The Consumer Financial Protection Bureau took a fresh approach to cracking down on auto lenders in a consent order released last week, citing First Investors Financial Services Group of Houston for failing to furnish accurate customer data to credit reporting agencies and ordering it to pay a $2.75 million fine.
Citing inaccurate data is a new angle for the CFPB, which has relied on allegations of pricing discrimination to corral auto lenders.
Specifically, the bureau said, First Investors Financial Services failed to correct known flaws in a vendor's computer system that furnished inaccurate customer data to credit reporting agencies. In one case, the bureau said, the faulty information made it look as if a customer was delinquent 11 times, when the customer was only delinquent twice.

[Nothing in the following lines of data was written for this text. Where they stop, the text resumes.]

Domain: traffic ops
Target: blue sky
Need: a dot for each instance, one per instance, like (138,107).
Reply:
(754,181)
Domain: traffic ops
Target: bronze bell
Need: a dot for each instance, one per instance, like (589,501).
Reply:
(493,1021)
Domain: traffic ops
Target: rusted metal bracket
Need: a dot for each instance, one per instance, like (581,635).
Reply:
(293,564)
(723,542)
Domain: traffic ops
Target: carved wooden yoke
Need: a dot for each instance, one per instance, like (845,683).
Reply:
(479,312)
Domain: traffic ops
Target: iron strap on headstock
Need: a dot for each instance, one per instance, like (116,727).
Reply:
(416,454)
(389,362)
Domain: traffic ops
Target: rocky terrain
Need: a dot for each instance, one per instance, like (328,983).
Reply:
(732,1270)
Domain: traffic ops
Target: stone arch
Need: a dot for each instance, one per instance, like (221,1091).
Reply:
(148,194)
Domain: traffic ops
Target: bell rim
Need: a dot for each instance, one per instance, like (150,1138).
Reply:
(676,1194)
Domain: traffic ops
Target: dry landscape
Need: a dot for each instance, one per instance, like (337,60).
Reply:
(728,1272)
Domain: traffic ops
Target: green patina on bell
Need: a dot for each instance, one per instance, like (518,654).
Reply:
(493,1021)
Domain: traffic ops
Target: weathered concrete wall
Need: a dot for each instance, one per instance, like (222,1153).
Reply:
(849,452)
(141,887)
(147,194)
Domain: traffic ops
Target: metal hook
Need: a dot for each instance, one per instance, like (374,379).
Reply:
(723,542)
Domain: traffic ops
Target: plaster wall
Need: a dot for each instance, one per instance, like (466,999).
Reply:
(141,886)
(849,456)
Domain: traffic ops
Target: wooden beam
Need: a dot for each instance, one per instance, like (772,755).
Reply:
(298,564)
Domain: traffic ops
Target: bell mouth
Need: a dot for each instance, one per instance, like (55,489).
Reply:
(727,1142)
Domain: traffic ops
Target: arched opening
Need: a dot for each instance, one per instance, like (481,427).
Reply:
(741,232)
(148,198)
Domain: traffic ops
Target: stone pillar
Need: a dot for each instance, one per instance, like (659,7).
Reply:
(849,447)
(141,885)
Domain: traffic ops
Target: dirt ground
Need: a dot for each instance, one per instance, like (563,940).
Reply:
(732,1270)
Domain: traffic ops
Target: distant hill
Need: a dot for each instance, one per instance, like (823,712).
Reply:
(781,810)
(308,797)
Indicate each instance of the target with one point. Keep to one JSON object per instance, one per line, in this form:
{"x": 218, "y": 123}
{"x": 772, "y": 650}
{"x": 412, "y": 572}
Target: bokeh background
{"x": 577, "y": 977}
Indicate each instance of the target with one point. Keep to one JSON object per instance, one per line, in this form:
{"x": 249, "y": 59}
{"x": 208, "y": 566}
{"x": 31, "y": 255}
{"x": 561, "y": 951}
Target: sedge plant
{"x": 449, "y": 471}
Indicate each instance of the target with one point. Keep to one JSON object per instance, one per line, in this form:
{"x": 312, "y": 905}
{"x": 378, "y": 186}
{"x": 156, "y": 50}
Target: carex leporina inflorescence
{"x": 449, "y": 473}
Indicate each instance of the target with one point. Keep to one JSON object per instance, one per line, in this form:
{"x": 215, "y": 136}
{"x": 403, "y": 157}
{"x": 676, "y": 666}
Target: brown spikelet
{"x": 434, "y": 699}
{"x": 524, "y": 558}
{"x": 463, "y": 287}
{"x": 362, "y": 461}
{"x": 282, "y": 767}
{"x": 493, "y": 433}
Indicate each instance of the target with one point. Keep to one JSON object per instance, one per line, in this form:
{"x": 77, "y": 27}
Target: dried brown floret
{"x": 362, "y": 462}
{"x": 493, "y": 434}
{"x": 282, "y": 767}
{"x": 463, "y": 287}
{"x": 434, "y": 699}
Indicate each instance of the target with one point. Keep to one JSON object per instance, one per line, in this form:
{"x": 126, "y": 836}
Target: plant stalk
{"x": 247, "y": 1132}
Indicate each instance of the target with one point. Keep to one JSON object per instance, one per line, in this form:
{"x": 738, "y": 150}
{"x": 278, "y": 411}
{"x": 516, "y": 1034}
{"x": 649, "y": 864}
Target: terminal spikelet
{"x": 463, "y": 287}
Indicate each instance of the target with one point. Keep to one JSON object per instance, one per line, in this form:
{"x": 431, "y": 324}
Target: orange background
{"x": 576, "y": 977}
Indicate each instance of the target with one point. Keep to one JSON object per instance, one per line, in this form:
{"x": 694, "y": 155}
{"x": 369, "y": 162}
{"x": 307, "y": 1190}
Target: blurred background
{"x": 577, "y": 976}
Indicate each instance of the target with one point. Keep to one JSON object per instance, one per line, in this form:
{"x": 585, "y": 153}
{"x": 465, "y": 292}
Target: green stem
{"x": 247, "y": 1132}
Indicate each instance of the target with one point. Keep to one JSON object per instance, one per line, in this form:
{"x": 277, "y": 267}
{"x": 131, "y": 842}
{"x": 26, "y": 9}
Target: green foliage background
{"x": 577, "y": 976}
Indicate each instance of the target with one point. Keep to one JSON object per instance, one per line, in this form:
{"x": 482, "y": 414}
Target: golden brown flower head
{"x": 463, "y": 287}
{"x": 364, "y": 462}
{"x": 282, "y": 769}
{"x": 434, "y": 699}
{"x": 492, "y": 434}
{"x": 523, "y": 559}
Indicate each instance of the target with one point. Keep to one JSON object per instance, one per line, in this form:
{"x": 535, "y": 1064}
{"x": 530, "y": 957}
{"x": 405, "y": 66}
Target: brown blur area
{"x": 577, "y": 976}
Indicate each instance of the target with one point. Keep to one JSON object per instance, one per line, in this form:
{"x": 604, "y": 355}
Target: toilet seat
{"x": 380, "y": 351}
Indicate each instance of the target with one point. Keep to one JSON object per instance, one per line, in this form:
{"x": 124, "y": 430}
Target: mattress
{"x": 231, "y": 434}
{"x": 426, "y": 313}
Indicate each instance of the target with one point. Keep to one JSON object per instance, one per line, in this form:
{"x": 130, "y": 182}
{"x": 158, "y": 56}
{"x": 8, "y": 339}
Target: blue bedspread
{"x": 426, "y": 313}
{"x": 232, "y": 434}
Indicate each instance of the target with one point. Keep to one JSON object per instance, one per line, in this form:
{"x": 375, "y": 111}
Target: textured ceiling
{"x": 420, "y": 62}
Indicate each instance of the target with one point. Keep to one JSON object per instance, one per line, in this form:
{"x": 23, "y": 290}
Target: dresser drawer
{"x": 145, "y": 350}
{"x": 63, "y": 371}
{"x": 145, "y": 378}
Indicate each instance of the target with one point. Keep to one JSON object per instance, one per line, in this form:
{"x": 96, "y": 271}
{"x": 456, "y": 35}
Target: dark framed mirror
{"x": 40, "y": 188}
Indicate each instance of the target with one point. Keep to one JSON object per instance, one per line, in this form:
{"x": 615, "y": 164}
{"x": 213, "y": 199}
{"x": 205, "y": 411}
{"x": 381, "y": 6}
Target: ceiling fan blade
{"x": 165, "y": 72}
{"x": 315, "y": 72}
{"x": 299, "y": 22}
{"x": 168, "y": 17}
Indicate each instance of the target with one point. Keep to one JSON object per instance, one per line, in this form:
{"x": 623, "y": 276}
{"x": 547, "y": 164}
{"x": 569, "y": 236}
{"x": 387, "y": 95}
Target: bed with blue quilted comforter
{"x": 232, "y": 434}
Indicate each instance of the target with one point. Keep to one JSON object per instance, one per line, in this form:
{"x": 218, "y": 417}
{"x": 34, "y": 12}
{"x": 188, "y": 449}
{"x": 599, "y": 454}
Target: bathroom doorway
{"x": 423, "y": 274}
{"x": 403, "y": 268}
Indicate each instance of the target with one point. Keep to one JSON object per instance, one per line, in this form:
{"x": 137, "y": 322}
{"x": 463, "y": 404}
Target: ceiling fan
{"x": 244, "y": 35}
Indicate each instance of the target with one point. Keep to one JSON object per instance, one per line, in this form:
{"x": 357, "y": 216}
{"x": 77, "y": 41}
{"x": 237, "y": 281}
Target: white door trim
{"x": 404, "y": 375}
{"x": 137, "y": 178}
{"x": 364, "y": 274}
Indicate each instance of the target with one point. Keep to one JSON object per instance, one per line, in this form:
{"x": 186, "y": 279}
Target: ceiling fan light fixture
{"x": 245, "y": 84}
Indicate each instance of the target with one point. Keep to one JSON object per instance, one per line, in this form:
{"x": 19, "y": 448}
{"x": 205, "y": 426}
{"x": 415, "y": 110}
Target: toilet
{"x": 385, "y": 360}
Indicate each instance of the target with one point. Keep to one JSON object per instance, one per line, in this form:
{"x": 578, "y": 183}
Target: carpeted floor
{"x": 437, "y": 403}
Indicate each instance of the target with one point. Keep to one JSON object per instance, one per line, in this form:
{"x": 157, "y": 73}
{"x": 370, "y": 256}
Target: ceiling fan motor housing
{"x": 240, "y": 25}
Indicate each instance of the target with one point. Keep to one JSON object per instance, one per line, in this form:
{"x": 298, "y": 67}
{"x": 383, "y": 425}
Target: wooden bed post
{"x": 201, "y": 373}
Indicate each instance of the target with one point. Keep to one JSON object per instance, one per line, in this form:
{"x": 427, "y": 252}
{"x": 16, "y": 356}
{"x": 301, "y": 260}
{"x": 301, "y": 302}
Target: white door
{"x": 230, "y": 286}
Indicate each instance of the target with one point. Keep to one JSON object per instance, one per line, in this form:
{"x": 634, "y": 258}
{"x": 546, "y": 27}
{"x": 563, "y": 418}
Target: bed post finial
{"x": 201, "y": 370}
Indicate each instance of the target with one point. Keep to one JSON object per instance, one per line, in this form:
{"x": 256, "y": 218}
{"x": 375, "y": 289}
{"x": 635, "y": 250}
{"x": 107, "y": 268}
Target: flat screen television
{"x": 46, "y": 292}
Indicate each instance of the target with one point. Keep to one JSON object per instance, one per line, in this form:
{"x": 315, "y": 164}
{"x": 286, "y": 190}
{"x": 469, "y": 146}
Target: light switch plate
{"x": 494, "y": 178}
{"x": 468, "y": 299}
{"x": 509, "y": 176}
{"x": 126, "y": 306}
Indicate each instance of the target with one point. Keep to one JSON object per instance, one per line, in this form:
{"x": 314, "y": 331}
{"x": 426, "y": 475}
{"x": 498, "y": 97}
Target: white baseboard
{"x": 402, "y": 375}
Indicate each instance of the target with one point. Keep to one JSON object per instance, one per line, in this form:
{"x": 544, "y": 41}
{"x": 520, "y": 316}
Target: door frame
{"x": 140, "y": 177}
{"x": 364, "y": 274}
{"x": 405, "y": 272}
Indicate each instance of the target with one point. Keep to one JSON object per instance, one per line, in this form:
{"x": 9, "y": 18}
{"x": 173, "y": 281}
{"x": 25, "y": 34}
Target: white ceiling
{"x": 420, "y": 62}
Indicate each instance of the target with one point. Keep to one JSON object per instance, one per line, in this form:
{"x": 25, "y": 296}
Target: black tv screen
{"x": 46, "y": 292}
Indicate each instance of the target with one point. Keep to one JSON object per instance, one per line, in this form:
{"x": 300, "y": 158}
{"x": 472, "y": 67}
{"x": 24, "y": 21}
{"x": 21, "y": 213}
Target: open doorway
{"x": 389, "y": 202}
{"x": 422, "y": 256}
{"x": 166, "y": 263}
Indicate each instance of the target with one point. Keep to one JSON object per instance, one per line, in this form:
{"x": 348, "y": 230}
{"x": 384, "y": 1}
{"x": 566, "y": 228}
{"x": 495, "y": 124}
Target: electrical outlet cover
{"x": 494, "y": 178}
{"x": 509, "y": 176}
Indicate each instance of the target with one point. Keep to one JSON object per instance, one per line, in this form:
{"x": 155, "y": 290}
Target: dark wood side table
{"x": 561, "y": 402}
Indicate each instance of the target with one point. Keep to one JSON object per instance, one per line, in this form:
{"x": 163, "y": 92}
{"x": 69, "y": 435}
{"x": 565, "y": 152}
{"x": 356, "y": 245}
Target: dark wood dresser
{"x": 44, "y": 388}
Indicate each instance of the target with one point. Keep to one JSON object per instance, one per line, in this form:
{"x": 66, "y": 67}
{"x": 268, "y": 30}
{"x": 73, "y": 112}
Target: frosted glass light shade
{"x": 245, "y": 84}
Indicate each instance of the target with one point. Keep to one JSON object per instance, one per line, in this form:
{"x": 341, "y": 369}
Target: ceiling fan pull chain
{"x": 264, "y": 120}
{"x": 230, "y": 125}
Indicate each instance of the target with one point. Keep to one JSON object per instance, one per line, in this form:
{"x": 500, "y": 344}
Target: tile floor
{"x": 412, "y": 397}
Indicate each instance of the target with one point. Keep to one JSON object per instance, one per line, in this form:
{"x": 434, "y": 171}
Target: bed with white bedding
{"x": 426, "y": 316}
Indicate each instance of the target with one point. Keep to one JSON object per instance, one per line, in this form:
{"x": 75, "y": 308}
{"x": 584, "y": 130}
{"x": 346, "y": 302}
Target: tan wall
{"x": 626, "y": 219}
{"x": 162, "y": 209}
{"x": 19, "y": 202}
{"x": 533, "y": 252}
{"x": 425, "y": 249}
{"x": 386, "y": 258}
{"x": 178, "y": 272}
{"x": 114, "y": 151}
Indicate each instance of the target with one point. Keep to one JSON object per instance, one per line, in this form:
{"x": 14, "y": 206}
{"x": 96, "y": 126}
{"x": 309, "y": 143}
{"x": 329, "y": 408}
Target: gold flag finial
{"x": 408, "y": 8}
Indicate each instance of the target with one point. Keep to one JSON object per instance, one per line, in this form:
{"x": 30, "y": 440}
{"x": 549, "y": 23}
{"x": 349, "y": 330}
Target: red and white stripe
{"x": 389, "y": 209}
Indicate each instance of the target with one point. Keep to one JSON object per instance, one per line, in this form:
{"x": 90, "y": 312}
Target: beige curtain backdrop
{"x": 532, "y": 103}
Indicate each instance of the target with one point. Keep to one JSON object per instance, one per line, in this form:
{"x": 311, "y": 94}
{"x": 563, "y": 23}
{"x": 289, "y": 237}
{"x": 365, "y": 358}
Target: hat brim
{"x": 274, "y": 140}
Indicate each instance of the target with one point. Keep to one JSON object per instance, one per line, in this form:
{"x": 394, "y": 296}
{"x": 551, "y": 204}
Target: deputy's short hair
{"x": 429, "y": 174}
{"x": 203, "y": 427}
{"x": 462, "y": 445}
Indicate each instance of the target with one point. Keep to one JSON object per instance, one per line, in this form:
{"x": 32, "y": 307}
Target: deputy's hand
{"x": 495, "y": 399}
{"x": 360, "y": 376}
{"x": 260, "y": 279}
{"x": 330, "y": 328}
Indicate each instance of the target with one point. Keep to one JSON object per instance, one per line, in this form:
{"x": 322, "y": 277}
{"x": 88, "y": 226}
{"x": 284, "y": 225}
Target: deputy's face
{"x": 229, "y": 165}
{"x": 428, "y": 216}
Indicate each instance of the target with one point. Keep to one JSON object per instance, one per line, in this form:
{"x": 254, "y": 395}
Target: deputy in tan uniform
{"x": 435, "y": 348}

Besides the fine, First Investors Financial Services must correct errors on consumers' credit reports, help consumers get free copies of their credit reports and rewrite its policies and procedures to make sure it furnishes accurate information to credit bureaus.
In a written statement last week, First Investors Financial Services said it accepted the consent order "to avoid the expense and business disruption associated with defending any lawsuit." It did not admit to any wrongdoing. The various problems cited by the CFPB affected 1 to 12 percent of First Investors Financial Services accounts, the company said.
In the consent order, announced Aug. 20, the CFPB cited the so-called Furnishers Rule. As the name implies, the Furnishers Rule governs how lenders furnish customer data to credit bureaus.
That "could be the first example of [the CFPB] going after an auto finance lender," citing the rule, said Ken Rojc, managing partner in charge of the auto finance group for Nisen & Elliott law firm in Chicago.
In a separate case in May -- a consent order between the Federal Trade Commission and subprime auto lender Consumer Portfolio Services in Irvine, Calif. -- the FTC also cited the lender's responsibilities under the Furnishers Rule. The FTC ordered Consumer Portfolio to establish a "comprehensive data integrity program" to make sure its account information is correct and complete, including the information it furnishes to credit bureaus.
In contrast, previous CFPB consent orders in auto finance have been based on allegations of pricing discrimination against legally protected borrowers, such as minorities or women, or else misleading claims in the marketing of aftermarket F&I products, such as extended service contracts.
CFPB Director Richard Cordray said the consent order with First Investors Financial Services was meant to "send a signal" to companies that furnish information to credit bureaus: "You cannot pass the buck on this responsibility."
Without citing auto lenders specifically, the CFPB said it is investigating more cases concerning consumer data accuracy.